Joe Hill (pseud. for Joseph Hillstrom, born Joel Hagglund) wrote a parody of this song, entitled "Casey Jones the Union Scab," based on the Southern Pacific strike of 1911. -PJS
This piece shows the power of song: Mrs. Jones, who died in 1958 at the age of 92, spent half a century disclaiming the accusations of infidelity in the song. Fireman Simeon Webb lasted almost as long, dying in 1957 at age 83.
In reading Laws's notes to "Casey Jones" and "Joseph Mica" [Laws I16], it seems clear to me that there is no true distinction between the ballads. Laws files the more complete forms here, and the fragments and related pieces under "Joseph Mica." How does one decide which pieces to put where? I'm really not sure.

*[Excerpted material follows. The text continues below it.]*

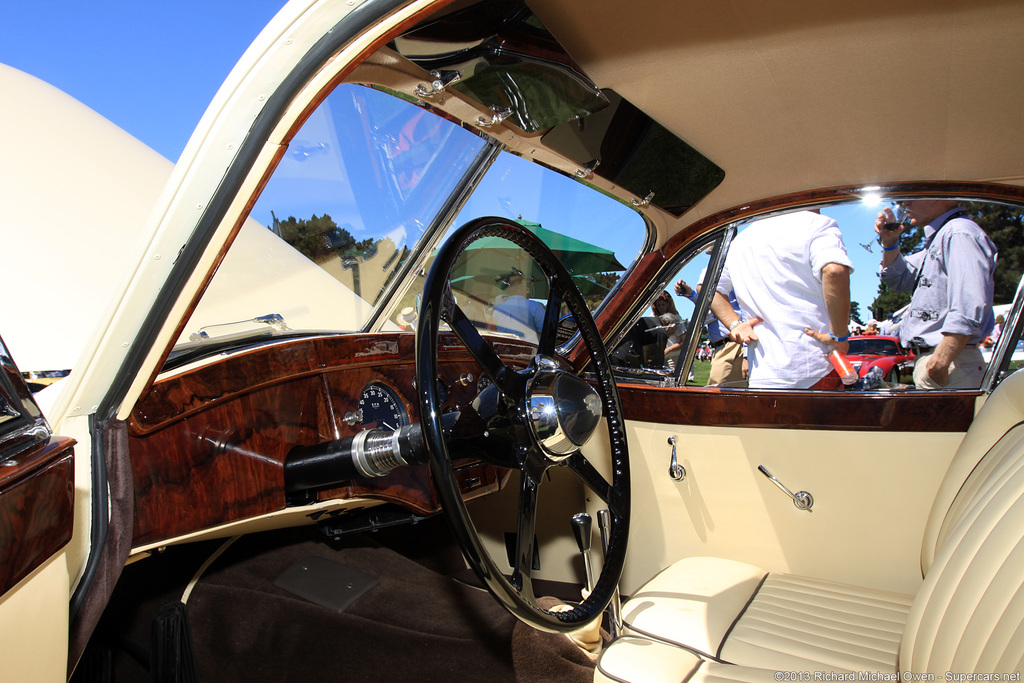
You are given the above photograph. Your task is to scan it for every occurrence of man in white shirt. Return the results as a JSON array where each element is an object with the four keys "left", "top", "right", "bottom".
[{"left": 712, "top": 211, "right": 853, "bottom": 389}]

To make matters worse, Laws has garbled the entry and the information about Lomax and Sandburg. I did the best I could, but one should check "Joseph Mica" for additional versions.

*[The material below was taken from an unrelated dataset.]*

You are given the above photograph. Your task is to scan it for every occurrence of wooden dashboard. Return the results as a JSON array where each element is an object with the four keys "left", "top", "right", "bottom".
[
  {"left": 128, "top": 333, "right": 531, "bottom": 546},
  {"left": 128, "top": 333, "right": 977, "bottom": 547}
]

Cohen offers a reasonable explanation for this: There was an existing train song, possibly "Jay Gould's Daughter," which Saunders adapted to apply to Casey Jones -- but it was a blues ballad, without a strong plot. The 1909 version converted this to a true ballad -- but, fragments being what they are, it's not really possible to distinguish the two.
Cohen also lists several alternate nominees for the title of the "original" Casey Jones.
Laws distinguishes "Jay Gould's Daughter" as a separate song (dI25); I think this distinction hopeless; it is just another worn down version, and should be filed with "Joseph Mica." - RBW
It should be noted that Furry Lewis' "Kassie Jones" is a fragmentary stream-of-consciousness incorporating a single verse from "Casey Jones" and many floating verses, including a couple from "On the Road Again". - PJS
Cohen (whose main text is the Lewis version) notes that Lewis recorded the song ten times, with none of the texts being entirely the same.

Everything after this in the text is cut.